The SF classics and the human condition

Let us suppose, for the sake of argument, that I am a fervent believer in the Flying Spaghetti Monster. And let us further suppose that I am utterly convinced that the tenets of the Pastafarian Church not only represent the present pinnacle of human progress, but are guaranteed to remain valid and morally definitive for so long as our species shall fail to evolve. And finally, let us also suppose that many of the classics of the science fiction and fantasy genre are deemed to infringe in a variety of ways upon the tenets of Pastafarianism. Am I then justified in claiming that these works are not classics, indeed, cannot be considered classics because they violate the Pastafarian sensibilities that every right-thinking human being knows are true?
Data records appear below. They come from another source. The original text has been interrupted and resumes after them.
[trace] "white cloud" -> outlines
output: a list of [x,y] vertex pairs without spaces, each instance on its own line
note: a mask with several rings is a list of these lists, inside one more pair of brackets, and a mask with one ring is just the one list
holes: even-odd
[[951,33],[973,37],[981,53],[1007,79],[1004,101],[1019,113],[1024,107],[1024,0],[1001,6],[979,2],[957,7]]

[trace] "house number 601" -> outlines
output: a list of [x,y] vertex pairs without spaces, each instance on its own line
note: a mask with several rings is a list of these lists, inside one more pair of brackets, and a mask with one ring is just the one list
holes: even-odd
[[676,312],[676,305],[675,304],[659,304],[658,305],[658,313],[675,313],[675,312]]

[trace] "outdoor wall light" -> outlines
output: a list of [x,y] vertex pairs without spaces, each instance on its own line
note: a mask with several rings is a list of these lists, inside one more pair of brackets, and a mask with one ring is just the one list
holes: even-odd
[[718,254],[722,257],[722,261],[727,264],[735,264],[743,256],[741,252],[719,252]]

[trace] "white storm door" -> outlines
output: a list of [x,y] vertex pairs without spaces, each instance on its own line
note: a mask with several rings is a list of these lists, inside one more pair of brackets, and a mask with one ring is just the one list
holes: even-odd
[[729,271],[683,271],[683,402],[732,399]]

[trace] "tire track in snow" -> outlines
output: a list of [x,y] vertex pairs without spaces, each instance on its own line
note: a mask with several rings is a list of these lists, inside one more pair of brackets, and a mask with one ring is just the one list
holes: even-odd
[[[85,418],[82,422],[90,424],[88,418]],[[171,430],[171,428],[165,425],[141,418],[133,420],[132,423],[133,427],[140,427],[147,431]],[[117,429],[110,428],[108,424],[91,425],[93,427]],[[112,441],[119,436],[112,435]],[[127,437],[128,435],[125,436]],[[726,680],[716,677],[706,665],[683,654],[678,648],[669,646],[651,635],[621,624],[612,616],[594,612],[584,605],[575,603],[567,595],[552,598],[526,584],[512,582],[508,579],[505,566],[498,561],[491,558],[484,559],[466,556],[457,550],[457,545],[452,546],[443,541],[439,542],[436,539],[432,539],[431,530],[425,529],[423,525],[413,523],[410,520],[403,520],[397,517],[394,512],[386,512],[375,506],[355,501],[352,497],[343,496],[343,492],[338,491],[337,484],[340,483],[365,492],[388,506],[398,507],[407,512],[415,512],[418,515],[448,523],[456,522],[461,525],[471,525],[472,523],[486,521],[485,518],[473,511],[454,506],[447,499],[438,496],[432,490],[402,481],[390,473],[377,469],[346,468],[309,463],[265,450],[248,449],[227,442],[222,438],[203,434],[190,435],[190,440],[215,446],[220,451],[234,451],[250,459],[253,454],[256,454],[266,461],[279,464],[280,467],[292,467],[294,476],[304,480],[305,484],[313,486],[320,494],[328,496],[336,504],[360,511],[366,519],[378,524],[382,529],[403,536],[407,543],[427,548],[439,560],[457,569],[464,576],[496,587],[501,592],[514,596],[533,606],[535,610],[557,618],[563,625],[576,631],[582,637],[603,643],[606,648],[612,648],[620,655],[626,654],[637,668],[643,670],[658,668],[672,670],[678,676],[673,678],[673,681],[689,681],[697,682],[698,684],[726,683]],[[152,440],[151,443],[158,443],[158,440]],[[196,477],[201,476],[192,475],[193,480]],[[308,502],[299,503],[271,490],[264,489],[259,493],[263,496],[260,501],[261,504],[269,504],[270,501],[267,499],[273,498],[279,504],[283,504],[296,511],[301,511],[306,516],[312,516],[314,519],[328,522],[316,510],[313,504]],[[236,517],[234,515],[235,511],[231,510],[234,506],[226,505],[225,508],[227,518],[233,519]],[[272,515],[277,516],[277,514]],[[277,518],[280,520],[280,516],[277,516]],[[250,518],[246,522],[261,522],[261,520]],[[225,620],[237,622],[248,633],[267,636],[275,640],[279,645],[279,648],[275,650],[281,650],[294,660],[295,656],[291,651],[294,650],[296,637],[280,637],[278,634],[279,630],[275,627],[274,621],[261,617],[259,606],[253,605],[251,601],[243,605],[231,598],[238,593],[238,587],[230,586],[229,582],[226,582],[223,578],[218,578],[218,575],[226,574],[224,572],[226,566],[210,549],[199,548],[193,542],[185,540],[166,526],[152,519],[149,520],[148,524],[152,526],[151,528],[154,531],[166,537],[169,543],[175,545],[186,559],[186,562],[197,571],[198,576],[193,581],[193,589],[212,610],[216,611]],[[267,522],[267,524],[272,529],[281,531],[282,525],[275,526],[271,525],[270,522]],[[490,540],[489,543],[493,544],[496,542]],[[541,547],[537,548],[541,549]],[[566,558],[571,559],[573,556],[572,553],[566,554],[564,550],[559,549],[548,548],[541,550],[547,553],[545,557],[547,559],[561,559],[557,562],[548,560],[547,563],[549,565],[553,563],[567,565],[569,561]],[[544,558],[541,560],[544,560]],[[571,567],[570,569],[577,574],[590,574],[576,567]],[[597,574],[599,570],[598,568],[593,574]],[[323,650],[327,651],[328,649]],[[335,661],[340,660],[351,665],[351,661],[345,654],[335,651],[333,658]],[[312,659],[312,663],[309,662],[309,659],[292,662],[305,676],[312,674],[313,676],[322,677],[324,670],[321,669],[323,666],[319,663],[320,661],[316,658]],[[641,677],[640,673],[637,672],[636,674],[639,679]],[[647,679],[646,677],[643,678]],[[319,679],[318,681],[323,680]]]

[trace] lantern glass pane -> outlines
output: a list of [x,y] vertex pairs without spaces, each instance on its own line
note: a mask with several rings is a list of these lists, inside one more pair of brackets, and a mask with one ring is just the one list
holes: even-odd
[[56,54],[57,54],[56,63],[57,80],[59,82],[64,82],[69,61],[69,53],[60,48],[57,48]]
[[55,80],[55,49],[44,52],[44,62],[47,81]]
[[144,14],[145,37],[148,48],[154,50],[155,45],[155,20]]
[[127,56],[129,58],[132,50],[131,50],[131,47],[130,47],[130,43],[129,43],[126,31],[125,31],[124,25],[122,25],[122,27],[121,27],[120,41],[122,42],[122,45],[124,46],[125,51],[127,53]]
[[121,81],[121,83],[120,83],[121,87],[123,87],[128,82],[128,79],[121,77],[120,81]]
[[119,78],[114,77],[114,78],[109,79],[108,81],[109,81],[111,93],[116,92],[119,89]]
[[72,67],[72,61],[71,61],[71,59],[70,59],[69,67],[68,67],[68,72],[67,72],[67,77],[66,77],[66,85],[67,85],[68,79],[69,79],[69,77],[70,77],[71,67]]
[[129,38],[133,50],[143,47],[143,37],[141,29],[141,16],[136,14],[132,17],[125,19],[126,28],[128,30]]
Am I perhaps even justified in claiming that no one should be permitted to read, much less enjoy, works that offend fundamental human decency as defined by the true interpretations of the various blots and sigils left to humanity by the Flying Spaghetti Monster as he passes overhead in all his noodly goodness?

Even if we cannot justify these things, surely I, as a fine, upstanding human, Pastafarian, and scholar, cannot be expected to slog my way through any literary work that is insufficiently respectful of the societal mores that, if not necessarily dominant today, are assured to one day be accepted by all of humanity in the fullness of time!